= Margherita Spiluttini =

Austrian photographer (1947–2023)

Margherita Spiluttini (16 October 1947 – 2 March 2023) was an Austrian photographer specializing in architecture. Spiluttini's photo archive is one of the most important collections of photographs of architecture in Austria from 1980 to 2005.

==Biography==
Born in Schwarzach im Pongau, Spiluttini was trained as a medical assistant in Innsbruck where she also gained a background in medical imaging. She then moved to Vienna where she married Adolf Krischanitz, who documented new forms of architecture in installations. After the birth of her daughter Ina, she turned to freelance photography, completing reportages on topics such as the youth scene for Stimme der Frau and pop concerts for the Wiener magazine.

Benefitting from the impetus of Camera Austria, at the beginning of the 1980s she became interested in architecture. Her countless photographs of public and private buildings brought her recognition as a major contributor to Austria's new wave of architectural photography, a domain which traditionally belonged to men. In 2016 she was awarded the Austrian State Prize for Photography.
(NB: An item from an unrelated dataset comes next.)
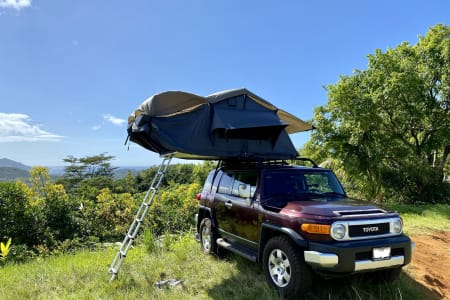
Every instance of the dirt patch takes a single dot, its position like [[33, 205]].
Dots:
[[431, 262]]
In addition to photographic contributions to Die Presse, she was invited by Franz Endler to contribute all the photographs published in the city's Vienna Architecture Guide. As a result, she received numerous commissions not just from Austria but increasingly from Switzerland. Her work in the alpine areas of Austria and Switzerland has included images of bridges, tunnels, power stations, reservoirs and mines in their natural surroundings.

Spiluttini died on 2 March 2023, at the age of 75.